The boundaries separating coronal holes and the quiet Sun possess particular properties and their features are determinative for many processes in solar atmosphere. According to SDO observations near borders of coronal holes numerous areas of magnetic field reconnection are located. Observations show that the waves propagating along the surface of the Sun can be reflected and/or refracted from coronal hole boundaries. It is impossible to explain these phenomena in the assumption, that properties of coronal holes are defined only by an open weak unipolar magnetic field. We have investigated coronal hole boundaries according to simultaneous EUV observations on board SOHO/EIT, SDO/AIA and STEREO/EUVI/A/B spacecrafts. It has been found, that boundaries of coronal holes considerably vary location depending from angle of view. The reason for this phenomenon can be the covers of hot loops up to 100 thousand kilometers from photosphere along coronal holes boundaries which shield their emission. The microwave observations at 5.7 (SSRT) and 17 GHz (NoRH) show, that in solar polar areas where the coronal holes are present practically constantly the brightness temperature was increased. It has been established, that the radio emission of such areas on 5.7 GHz is polarized, and the polarization degree is up to 3 percent in the assumption optically thin radiation. The magnetic field in these areas has values up to 30 G. Such values of magnetic field strength hardly can correspond to a weak magnetic field of coronal holes. It is possible to assume the source of microwave emission with these characteristics is loops located on borders of coronal holes. The analysis of dynamics of high-speed solar wind streams in the beginning of 2012 shows, that during the separate periods high-speed solar wind streams corresponding to coronal holes were not observed at L1 point. In these cases the considerable area of coronal holes was covered by loops with coronal temperatures plasma inside. Probably, streams of the particles forming a solar wind were shielded by these loops already at level of a transition zone and the bottom corona. In our opinion the derived results should be taken into account at modeling solar atmosphere and interpretation of observations of solar quiet areas and coronal holes.

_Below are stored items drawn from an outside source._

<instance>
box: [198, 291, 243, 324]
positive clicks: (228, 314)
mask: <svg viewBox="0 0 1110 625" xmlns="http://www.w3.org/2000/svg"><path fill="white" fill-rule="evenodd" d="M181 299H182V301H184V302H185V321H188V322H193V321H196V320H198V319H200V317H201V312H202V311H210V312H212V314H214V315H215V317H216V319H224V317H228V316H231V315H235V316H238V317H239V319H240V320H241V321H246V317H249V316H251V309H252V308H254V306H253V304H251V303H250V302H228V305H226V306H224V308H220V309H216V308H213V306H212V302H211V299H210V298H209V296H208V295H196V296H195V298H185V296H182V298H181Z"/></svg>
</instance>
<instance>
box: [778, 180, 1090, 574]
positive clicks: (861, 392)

Relation between chromospheric evaporation and coronal heating - Neptert effect

Lalitha Sairam

no abstract

Cool Stars in Really Hot Places

Scott J. Wolk

During the last three decades, evidence has mounted that star and planet formation is not an isolated process, but is influenced by previous generations of stars. More recently we have become aware that young stars effect their neighborhood and the formation of their peers. Although cool stars form in a range of environments, from isolated globules to rich embedded clusters, the influences of other stars on cool star and planet formation may be most significant in embedded clusters, where hundreds to thousands of cool stars form in close proximity to OB stars. Diffuse X-ray plasma with temperatures of over a million K has now been detected in about a dozen OB star forming regions -- including the Carina Nebula, NGC 281, RCW 38 and the ONC. Here I review the basic result from these regions and discuss the diffuse plasma environment enveloping the young cool stars and planetary systems and the possible impact on the natal systems.